L’accordo di delimitazione dei confini marittimi della Turchia con la Libia è stato inviato alle Nazioni Unite, come assicurato dal presidente Recep Tayyip Erdoğan ed è stato ratificato dal parlamento turco e pubblicato sulla Gazzetta ufficiale. Quindi è in sostanza valido.

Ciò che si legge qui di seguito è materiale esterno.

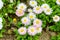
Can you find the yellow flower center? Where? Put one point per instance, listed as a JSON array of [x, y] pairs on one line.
[[33, 2], [48, 10], [45, 7], [37, 28], [37, 8], [22, 30], [14, 20], [37, 21], [31, 16], [20, 11], [32, 29], [25, 20], [30, 10]]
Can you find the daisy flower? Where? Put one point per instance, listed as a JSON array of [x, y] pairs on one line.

Oltre alla firma materiale dell’accordo, le tensioni sono date dalla postura del governo in occasione dell’Assemblea Nazionale e dall’atteggiamento tutt’altro che remissivo dello stesso Erdogan: due passaggi che hanno prodotto la reazione greca. Al Palazzo di Vetro dell’Onu infatti sono giunte le parole del governo ellenico secondo cui il memorandum libico-turco “è il prodotto del ricatto turco al merlettato governo libico ed è totalmente privo di sostanza”, come detto ufficialmente dal ministro degli Esteri di Atene Nikos Dendias.

RICATTO

“La mossa turca era stata anticipata da luglio e una serie di azioni erano state intraprese per impedirlo – ha detto il ministro greco -. Nonostante ciò, il governo di Tripoli, ricattato dalla Turchia, ovviamente a causa dei progressi compiuti dal generale Haftar negli ultimi giorni, ha firmato il testo”. E ha annunciato di essere pronto a intraprendere tutte quelle misure nel quadro del diritto internazionale e della legge dei mari che dimostreranno l’invalidità del memorandum, aggiungendo di avere già in mano un accordo con Il Cairo per delineare le proprie zone economiche esclusive.

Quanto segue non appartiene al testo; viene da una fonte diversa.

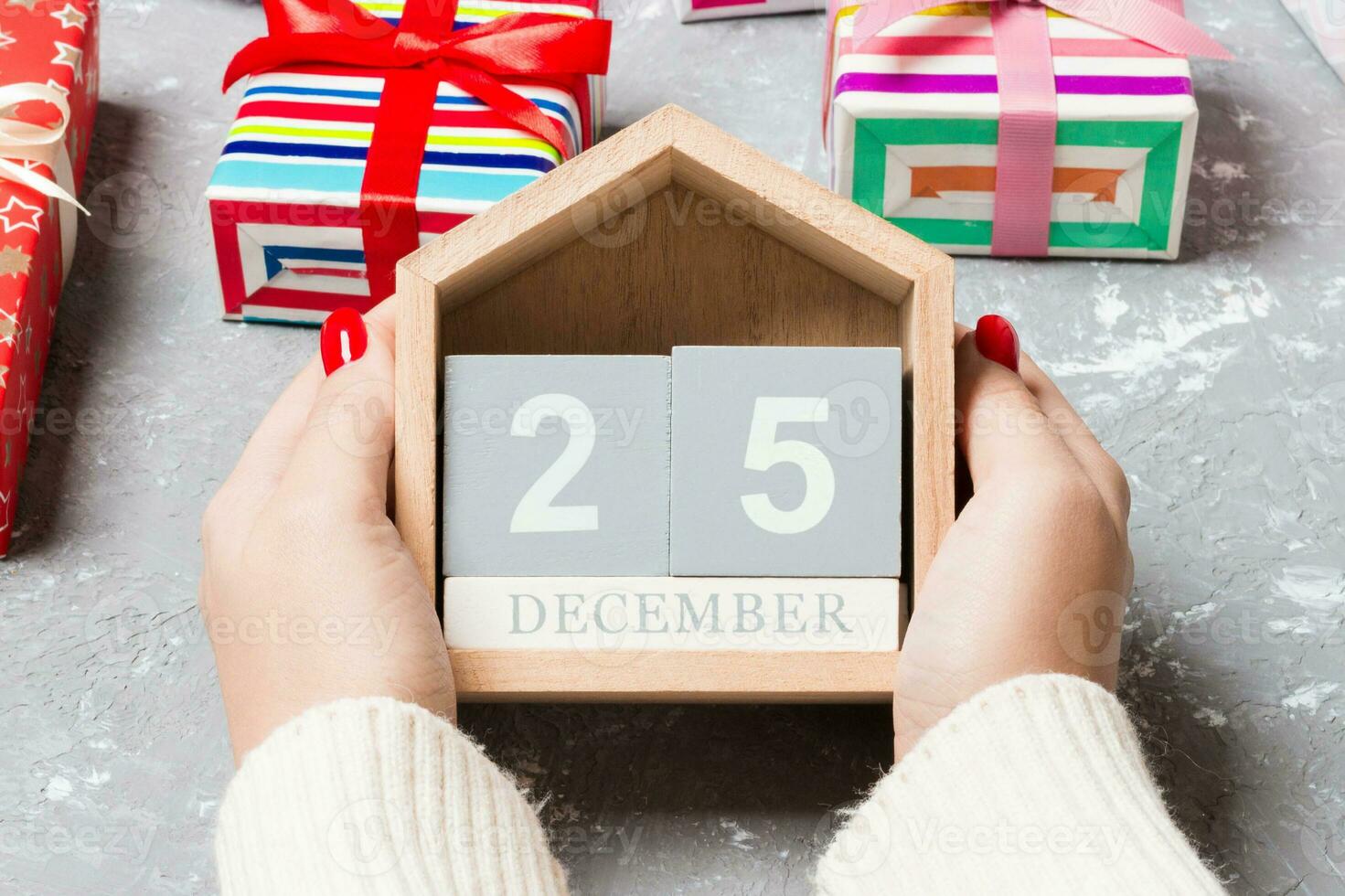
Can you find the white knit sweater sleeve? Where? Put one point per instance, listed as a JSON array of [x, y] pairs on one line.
[[1036, 786], [379, 798]]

Ma le tensioni non si limitano al botta e risposta tra Atene e Ankara, bensì investono la possibilità molto realistica che assieme alle azioni illegali nella ZEE cipriota, Ankara preveda di inviare una nave da ricerca a Creta e in seguito, dopo la fine delle indagini sismiche, una piattaforma di perforazione.

TENSIONI

Il motivo di tale accelerazione potrebbe essere nel fatto che il governo turco punterebbe da un lato a mettere in cima alla propria scala di priorità il dossier energetico e, di conseguenza, essere pronto a cambiare le proprie posizioni su una serie di scacchieri sensibili come la Libia in base alle convenienze di carattere economico e finanziario.

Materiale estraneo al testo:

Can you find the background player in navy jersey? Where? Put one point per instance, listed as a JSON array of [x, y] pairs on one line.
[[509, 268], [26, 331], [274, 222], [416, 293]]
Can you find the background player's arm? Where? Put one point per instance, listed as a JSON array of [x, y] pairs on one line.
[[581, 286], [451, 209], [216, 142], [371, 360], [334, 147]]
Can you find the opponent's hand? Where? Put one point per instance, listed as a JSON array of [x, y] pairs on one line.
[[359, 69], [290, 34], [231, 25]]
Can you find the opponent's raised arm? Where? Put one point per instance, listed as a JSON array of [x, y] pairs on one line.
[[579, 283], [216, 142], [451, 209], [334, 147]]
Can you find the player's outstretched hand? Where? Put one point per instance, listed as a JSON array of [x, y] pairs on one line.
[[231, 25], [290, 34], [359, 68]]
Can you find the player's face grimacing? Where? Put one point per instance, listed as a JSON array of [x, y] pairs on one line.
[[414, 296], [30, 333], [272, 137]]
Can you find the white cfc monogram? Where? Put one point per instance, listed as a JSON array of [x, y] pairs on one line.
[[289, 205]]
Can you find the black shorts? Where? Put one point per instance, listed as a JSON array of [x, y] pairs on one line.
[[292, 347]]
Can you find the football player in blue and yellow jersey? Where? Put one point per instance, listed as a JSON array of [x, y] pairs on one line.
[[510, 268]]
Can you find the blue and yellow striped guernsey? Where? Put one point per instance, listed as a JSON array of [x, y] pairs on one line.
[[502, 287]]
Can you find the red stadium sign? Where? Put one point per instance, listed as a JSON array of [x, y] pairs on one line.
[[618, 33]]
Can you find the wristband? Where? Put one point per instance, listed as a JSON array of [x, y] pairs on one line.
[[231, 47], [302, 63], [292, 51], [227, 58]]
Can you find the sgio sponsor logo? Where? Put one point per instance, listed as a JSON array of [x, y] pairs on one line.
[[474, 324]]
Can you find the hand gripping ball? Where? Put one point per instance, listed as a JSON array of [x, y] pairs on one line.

Atene pur preoccupata per le possibili perforazioni nella zona di Creta, isola greca e quindi di uno Stato membro dell’Ue, ha dalla sua il diritto internazionale e gli accordi già firmati per quelle legittime acque con il player americano ExxonMobil. È in quello stesso fazzoletto di acque che si sta distendendo l’azione provocatoria turca, a cui certamente gli Usa è prevedibile che non opporranno un passivo silenzio.

LIBIA

Sull’accordo c’è da registrare l’opposizione manifestata da parte del governo ad interim della Libia: per questa ragione l’esercito nazionale libico (LNA) controllato dal generale Khalifa Haftar ha invitato il Consiglio di sicurezza delle Nazioni Unite ad intervenire immediatamente al fine di contrastare le ambizioni della Turchia in Libia. La tesi dell’uomo forte della Cirenaica è che Erdogan punti a monopolizzare i propri diritti di estrazione nel Mediterraneo orientale. Inoltre secondo alcune fonti diplomatiche, poco dopo la firma dell’accordo con la Libia, la Turchia avrebbe rifornito di missili e droni per uso militare il regime di Tripoli.

REAZIONI

La posizione italiana sul caso turco-libico è stata espressa dal ministro degli Esteri Luigi Di Maio da Bruxelles, secondo cui quegli accordi “per noi non sono assolutamente legittimi”. E aggiunge che la questione “degli accordi, in particolare sui confini marittimi, rappresenta un ulteriore elemento di instabilità in vista della conferenza di Berlino”.

Dal Cairo invece arriva la condanna da parte del Parlamento egiziano, che con il presidente Ali Abdel-Al ha detto che “l’Egitto non rimarrà con le mani in mano davanti alla minaccia dei suoi interessi”, definendo l’accordo firmato da Fayez al Sarraj e da Tayep Recep Erdogan “folle”.